Steem ve Galakh ise zamanında büyük bir çıkış gösterselerde şu an batmak üzerelerdi. Bunun en büyük sebebi devletlerin kripto paralarla olan anlaşmazlığıydı. Bu ilk devletlerin yatırım yapması ile şekillense de sonrasında başa çıkamadıkları için kökten yok etmek istemişlerdi. Steem’de yatırımı bulunan kullanıcıların %98’i yatırımlarını geri çekmeye çok önceden başlamışlardı bile. Power Down olarak adlandırılan sistemin 26 hafta olması yüzünden bu düşüş çok yavaş olmuştu fakat yatırımların geri çekilmesinin artık son aşamasında kripto paralara da son darbe vurulmuş oldu.
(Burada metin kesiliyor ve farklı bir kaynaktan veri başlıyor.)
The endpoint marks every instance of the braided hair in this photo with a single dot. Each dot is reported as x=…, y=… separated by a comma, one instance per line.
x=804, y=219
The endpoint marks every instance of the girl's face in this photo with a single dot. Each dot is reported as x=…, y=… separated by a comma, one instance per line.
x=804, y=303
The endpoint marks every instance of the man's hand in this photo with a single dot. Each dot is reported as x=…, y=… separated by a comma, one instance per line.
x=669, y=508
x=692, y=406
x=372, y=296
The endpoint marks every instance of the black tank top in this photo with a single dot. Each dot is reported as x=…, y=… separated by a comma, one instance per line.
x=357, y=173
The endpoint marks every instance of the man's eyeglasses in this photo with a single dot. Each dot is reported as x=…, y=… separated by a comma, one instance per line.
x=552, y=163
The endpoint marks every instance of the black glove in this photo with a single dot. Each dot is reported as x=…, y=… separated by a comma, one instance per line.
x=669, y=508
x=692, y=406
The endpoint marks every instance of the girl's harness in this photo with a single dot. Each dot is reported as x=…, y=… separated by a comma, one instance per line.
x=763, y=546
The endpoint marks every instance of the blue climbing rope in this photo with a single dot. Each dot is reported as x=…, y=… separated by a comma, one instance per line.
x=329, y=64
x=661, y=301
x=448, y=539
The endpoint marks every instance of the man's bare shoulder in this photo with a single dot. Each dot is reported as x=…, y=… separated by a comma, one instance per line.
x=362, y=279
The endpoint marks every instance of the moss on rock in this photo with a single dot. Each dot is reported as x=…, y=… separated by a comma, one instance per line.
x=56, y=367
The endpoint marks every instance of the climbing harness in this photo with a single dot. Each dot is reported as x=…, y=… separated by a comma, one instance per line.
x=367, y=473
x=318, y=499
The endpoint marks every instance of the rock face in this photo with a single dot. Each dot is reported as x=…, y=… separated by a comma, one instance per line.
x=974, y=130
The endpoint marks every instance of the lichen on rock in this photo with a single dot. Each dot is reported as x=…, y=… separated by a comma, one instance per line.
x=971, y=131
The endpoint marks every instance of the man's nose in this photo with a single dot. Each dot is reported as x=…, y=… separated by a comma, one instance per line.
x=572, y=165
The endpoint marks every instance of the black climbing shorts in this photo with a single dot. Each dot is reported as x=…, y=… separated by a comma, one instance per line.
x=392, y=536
Yani Bitcoin’in bitmesi tüm alt kripto paralara yansımıştı, tabii buda dünyanın düzenine. İnsanların başlattığı ilk isyan yüksek mertebedeki insanların öldürülmesiydi fakat sonrasında gelen şiddetli fırtınanın yanında ölüm bile hafif kalırdı...
KG’nin anlatımı çoktan bitmiş olmasına rağmen hâlâ düşünüp duruyordum. Bu hikayenin en basit ve genel haliydi. Büyükannem Satoshi’nin sırrı ne olabilirdi? Neyi açıklayacak olabilirdi ki? Bunları düşünüp dururken istemsizce gülmeye başladım.
“Efendim, bir sorun mu var?”
“Hayır, tabii ki bir sorun yok KG.” diye cevap verdim ve hırkamın tersiyle gözyaşlarımı sildim. Bu çok trajikomikti. Büyük savaş başladığında herkes ellerindeki kripto paraları hemen çıkarmaya başlamıştı. Şu an ise… Şu an ise 100 Steem gibi küçük bir sayı bile küçük bir ülkeyi almaya yetebilirdi. Devletlerin tek derdinin güç olması onlara pahalıya patladı. Geçici bir yıkılış değildi bu, yok olmuşlardı… Şu an tüm dünya kripto denilen sistem ile nefes alıyordu.
“Satoshi’nin babama bıraktığı kaydı duvara yansıt lütfen.” dedim.
“Tabii ki efen— ALARM! ALARM! ALARM!” Alarmların çalması tehlikede olduğumun işaretiydi fakat seneler boyu süren mücadele bunlarla başa çıkmayı bana öğretmişti.
“Efendim, davetsiz misafir dışarıda bir arabada, olduğumuz otel odasını gözetlemekte. Ne yapmamı arzu edersiniz? Kaçışınız için yaklaşık 312 tane ihtimal oluşturdum. Kendisini en kısa sürede öldürmem için de yaklaşık 3 milyon farklı sonuç oluşturuldu.” dedi.
“3 milyon mu?! KG sad— Sadece analiz istiyorum.” diyerek yanıtladım ve derin bir nefes aldım.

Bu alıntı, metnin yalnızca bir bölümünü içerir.